Most lavender plants flower from late spring to early summer, although some varieties bloom in early spring or late summer. With proper care, they can even bloom more than once!
Where To Grow Lavender Plants
Lavender thrives best in full sun, but can grow in partial shade if needed. It also needs hot, dry summers and mild winters. English lavender will not tolerate humidity, while other varieties can grow in mild humid conditions. Keep it out of strong winds, but ensure it gets good air circulation.
In Australia, lavender will grow best in Zones 4 to 6. But you can propagate lavender anywhere so long as you give it the proper care — or even grow your lavender from cuttings indoors!

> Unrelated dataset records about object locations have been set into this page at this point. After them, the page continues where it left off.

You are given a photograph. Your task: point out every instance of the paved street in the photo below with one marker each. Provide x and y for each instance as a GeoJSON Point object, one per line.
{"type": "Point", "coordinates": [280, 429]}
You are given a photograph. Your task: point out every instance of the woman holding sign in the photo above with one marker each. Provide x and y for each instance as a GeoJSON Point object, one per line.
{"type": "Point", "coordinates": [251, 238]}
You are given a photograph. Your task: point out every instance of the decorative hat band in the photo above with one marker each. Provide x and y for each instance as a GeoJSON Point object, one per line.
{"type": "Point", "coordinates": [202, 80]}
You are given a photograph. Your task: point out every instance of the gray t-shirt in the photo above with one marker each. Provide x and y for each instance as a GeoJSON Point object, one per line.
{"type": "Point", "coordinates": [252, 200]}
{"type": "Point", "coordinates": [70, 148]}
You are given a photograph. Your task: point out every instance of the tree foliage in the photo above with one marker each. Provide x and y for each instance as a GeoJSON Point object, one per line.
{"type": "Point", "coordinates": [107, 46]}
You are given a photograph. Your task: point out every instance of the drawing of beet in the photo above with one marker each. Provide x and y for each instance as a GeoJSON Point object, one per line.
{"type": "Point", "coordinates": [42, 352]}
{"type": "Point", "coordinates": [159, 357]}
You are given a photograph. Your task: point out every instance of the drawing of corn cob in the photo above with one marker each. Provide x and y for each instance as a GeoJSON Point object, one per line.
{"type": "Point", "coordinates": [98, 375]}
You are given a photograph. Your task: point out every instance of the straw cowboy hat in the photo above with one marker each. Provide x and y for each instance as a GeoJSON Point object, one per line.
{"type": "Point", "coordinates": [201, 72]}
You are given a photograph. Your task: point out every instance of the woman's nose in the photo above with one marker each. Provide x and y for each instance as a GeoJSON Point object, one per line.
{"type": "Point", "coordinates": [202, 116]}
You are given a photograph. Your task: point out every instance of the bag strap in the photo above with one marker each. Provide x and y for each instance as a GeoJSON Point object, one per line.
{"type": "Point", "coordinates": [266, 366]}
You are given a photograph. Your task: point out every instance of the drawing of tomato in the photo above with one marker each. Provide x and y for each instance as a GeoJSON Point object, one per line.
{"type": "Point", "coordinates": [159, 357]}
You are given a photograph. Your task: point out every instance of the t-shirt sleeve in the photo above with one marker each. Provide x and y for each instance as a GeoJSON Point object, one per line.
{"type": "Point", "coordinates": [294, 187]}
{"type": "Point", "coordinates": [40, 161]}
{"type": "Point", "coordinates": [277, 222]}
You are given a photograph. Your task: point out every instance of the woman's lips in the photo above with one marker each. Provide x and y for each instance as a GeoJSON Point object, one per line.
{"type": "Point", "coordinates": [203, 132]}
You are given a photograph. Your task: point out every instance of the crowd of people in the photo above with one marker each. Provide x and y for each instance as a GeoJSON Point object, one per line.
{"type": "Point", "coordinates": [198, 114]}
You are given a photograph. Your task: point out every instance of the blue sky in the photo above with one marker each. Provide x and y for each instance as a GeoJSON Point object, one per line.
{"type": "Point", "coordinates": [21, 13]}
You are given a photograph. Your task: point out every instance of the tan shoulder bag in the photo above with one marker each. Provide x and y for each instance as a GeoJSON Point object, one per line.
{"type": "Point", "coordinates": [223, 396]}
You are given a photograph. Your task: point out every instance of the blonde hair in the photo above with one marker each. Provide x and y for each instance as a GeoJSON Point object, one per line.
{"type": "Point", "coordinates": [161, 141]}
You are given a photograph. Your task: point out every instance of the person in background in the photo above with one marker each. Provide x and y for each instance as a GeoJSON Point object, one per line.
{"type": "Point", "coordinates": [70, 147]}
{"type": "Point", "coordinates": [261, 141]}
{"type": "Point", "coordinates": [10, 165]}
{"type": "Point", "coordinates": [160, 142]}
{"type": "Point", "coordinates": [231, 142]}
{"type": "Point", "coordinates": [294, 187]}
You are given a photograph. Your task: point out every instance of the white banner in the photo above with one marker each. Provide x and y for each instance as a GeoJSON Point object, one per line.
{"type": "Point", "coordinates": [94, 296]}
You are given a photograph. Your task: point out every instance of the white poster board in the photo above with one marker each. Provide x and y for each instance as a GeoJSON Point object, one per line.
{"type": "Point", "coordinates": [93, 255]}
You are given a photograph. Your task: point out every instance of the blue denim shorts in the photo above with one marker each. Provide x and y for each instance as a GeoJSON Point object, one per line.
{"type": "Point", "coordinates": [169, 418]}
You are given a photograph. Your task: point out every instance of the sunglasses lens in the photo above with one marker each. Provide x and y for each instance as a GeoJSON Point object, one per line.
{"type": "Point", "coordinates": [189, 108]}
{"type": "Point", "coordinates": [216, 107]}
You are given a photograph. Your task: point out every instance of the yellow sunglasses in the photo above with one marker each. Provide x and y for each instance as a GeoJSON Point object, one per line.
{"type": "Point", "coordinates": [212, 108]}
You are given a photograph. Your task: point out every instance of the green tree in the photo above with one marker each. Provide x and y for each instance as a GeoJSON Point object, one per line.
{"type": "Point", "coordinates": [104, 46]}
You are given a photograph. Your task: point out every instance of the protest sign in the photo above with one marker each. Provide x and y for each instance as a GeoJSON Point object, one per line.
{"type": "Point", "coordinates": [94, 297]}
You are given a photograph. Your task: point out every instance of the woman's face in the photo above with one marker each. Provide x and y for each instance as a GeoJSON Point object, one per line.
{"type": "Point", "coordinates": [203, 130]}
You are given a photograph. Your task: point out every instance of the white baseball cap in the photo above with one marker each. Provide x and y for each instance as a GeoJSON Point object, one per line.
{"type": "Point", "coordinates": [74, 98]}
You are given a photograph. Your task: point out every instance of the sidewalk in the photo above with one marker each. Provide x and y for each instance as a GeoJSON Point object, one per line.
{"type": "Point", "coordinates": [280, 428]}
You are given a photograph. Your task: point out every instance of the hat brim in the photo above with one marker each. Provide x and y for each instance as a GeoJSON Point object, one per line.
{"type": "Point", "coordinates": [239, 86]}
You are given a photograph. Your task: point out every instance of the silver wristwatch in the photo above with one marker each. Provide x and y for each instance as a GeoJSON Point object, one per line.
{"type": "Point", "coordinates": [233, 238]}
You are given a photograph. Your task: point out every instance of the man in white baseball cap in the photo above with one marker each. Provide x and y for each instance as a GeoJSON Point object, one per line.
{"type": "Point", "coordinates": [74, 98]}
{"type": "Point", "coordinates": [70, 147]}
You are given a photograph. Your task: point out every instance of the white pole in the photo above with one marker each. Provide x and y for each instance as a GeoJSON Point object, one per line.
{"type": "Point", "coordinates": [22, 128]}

It’s important to propagate lavender in well draining soil that’s slightly alkaline. Do not grow lavender plants in clay soil, since too much moisture could cause root rot.
Some options to ensure your soil drains well include creating a raised garden bed for lavender plants, or propagating lavender in pots.
Best Species For Propagating Lavender
English lavender is one of the more popular varieties due to its attractive colour and profuse scent. This type of lavender is more suited to cool, temperate climates, and is best for culinary use due to low camphor content.
Portuguese lavender is great for more tropical Australian climate zones, since it is very drought and heat tolerant. You can also grow it along the coast, since it tolerates salt. Like English lavender, you can use it in food as well as aromatherapy.
Lavandin is a hybrid that enables it to tolerate both heat and cold. It blooms later than other varieties, and cannot be used for food, but its heady fragrance makes it perfect for oils, potpourri, and homemade bath accessories.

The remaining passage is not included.